Les meilleurs moments : Earl Lloyd, Chuck Cooper, Nat Clifton tracent une nouvelle voie en NBA

Il n’y a pas si longtemps, c’était une époque où les Afro-Américains ne pouvaient pas considérer comme acquis de simples privilèges – comme séjourner dans certains hôtels ou manger dans certains restaurants. Pour Earl Lloyd, Chuck Cooper et Nat « Sweetwater » Clifton, c’était le moment d’écrire l’histoire.

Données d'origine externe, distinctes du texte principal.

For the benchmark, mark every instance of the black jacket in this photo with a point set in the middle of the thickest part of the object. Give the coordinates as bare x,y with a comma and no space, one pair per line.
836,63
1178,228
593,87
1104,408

Lloyd, Cooper et Clifton sont entrés dans la National Basketball Association en 1950 et sont devenus des pionniers pour les basketteurs afro-américains d’aujourd’hui. Cooper a été le premier Afro-Américain à être repêché par une équipe de la NBA. Clifton a été le premier à signer un contrat NBA. Et le 31 octobre 1950, Lloyd, membre des Capitols de Washington, est devenu le premier Afro-Américain à jouer dans un match de la NBA lorsqu’il est entré dans un match contre les Royals de Rochester.

Des milliers d’Afro-Américains ont suivi la voie de ces hommes – de grands joueurs comme Oscar Robertson, Bill Russell, Wilt Chamberlain, Julius Erving, Magic Johnson et Michael Jordan, qui ont aidé la NBA à évoluer vers une attraction mondiale. Les fans d’aujourd’hui n’ont aucun problème à reconnaître des noms comme Shaquille O’Neal ou Grant Hill. Mais demandez aux fans de parler de Lloyd, Cooper ou Clifton, et la plupart d’entre eux resteraient bouche bée.

Les trois hommes qui ont brisé la barrière de couleur en 1950 sont décédés depuis. Cooper est mort en 1984, tandis que Clifton est décédé en 1990 et Lloyd en 2015.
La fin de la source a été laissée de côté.